Ich war zu Hause. Ich sah aus dem Fenster den Mann, der im Schutz der Bäume auf mich lauerte. Ich sah glühende, rote Augen. Das war kein Mann. Das war nicht einmal menschlich. Die Blitze zeigten ein stumpfes verzerrtes Lächeln, auf einer weißen, leicht faltigen Haut. Mein Handy klingelte wieder. Diesmal, ging ich ran. Ich hätte es nicht tun sollen.
„Na..? Deine Eltern werden nicht kommen. Sie haben kaum Widerstand geleistet. Nur du fehlst noch…nur du…“
Der Anruf brach ab. Ich ließ das Handy fallen. Sie werden nicht wiederkommen. Sie waren tot. Diese abscheuliche Bestie hatte sie getötet. Heiße Tränen liefen meine Wangen hienunter. Ich war wie in Trance. Wie, als ob man schlafwandeln würde. Nur das ich wusste, was ich tat. Ich ging in die Küche. Nahm das große Fleischmesser. Ich öffnete die Tür. Ich hatte sowieso nichts zu verlieren. Und schrie.
„Na komm doch! Los hol mich! Ich steh genau hier, also los!!“
Die männliche Person.. die Bestie kam auf mich zu. Ich rannte ebenfalls. Das… Ding… schlug mich mit einer gewaltigen Wucht davon, dass ich in den schlammigen Boden viel. Doch ich hob das Messer auf, beachtete nicht meine eigenen Wunden. Ich holte aus. Traf seinen Kopf. Glaubt mir, meine Augen waren sicherlich zu diesem Zeitpunkt alles andere als leer. Sie waren voll. Gefüllt von Trauer, Schmerz, Blut, und… Freude. Ich stach zu. Immer wieder. Ich sah zu, wie die glühenden Augen erloschen. Ich setzte mich auf seinen Brustkorb.

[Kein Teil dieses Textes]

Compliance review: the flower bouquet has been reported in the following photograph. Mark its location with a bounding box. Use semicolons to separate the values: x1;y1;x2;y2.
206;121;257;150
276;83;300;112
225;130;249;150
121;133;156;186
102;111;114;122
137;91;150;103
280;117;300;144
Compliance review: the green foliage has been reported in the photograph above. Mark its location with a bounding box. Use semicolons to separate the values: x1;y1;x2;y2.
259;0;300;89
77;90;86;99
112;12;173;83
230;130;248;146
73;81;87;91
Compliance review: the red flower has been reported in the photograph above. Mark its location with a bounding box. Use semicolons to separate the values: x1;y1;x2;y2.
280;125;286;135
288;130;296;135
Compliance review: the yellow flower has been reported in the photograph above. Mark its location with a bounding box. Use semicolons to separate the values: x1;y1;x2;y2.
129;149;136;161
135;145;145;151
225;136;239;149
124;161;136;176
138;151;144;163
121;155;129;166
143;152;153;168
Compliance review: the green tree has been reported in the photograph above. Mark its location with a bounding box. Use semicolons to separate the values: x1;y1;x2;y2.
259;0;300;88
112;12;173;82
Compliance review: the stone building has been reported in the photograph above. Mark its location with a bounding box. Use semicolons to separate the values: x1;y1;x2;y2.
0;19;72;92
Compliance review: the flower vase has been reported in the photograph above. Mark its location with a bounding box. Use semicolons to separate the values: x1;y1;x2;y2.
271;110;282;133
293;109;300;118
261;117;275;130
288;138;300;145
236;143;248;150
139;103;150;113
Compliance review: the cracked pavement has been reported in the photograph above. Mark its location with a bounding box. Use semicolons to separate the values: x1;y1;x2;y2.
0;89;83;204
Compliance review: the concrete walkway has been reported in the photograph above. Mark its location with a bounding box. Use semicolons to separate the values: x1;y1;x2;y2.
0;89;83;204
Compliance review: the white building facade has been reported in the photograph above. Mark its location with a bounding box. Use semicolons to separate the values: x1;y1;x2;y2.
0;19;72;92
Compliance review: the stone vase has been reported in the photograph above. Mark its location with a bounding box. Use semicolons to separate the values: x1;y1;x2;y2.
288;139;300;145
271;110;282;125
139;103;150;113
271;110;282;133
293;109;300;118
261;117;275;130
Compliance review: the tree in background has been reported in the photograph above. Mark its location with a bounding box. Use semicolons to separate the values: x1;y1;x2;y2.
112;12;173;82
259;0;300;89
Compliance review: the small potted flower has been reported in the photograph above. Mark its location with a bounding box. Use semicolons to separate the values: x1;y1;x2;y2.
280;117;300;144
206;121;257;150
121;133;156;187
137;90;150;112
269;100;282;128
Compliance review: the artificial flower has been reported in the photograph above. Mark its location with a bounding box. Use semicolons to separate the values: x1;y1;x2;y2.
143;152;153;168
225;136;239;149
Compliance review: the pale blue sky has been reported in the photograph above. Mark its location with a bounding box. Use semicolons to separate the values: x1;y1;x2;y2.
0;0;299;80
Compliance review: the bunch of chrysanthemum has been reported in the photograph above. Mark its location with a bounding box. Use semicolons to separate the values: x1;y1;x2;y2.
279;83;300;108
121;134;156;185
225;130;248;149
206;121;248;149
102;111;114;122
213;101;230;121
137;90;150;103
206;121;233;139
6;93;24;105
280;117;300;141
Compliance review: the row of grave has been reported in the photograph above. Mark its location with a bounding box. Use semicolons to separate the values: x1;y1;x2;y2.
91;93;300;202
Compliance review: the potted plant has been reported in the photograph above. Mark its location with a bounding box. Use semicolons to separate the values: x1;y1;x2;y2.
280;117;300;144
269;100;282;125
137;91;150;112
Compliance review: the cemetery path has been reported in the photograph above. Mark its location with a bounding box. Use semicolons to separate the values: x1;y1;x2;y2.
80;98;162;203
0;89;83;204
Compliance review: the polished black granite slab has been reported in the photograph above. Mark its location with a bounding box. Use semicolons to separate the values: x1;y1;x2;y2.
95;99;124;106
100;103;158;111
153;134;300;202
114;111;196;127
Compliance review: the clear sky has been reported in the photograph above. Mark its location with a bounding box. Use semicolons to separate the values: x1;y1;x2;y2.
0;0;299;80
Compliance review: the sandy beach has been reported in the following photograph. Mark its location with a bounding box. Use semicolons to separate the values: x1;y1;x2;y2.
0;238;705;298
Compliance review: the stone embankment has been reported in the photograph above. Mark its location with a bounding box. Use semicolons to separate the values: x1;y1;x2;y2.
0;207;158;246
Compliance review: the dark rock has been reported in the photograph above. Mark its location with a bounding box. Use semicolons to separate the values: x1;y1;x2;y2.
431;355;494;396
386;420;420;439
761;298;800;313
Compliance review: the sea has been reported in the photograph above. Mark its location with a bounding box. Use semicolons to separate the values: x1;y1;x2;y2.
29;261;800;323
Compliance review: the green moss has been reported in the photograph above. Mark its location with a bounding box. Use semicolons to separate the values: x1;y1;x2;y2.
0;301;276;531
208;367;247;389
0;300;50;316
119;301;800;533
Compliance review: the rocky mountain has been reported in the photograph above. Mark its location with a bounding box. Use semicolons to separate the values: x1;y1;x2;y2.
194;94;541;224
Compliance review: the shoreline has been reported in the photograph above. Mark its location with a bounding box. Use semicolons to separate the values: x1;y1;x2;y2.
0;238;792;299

„Nur noch ich fehle… huh? „
Ich ließ die Spitze des Messers über seine Wange, bis zu seinem Hals, über seine Brust, bis hin zu mir gleiten. Ich hatte etwas furchtbares getan. Aber… warum fühlte ich mich… so gut dabei? Es legte sich ein leichtes Lächeln in mein Gesicht, als ich dem Messer zusah, wie es, durch meine Hand geleitet, über dem Körper seine Spuren schnitt. Es fiel mir aus der Hand. Beides war mir entglitten. Der Hang zur Phobie. Der Draht zur Wirklichkeit. Phobie, und… Wirklichkeit. Mein Kopf hob sich, als der Regen begann, das Blut von meinem Gesicht zu waschen, meine Augen zu tränken, meine Tränen zu verstecken. Stille. Nur das Rauschen des Regens, das tropfen aus der Regenrinne hinter mir. Ich sah zum Haus nebenan. Eine Dame stand am Fenster, krallte ihre Finger um den weißen Telefonhörer, in welchen sie panische Worte rief, die ich nicht verstand. Ich lächelte ihr zu. Sie liess den Hörer sinken. Ganz langsam. So langsam, wie ich mich neben der Leiche des Wesens niederliess.
Langsam wachte ich auf. Ein komischer, fast schon beissender Geruch umgab mich. Ich konnte mich nicht bewegen. Langsam öffnete ich meine Augen. Ich sah ein helles Zimmer. Ein Mann im weißen Kittel kam zu mir. Ein Mann, in weiß.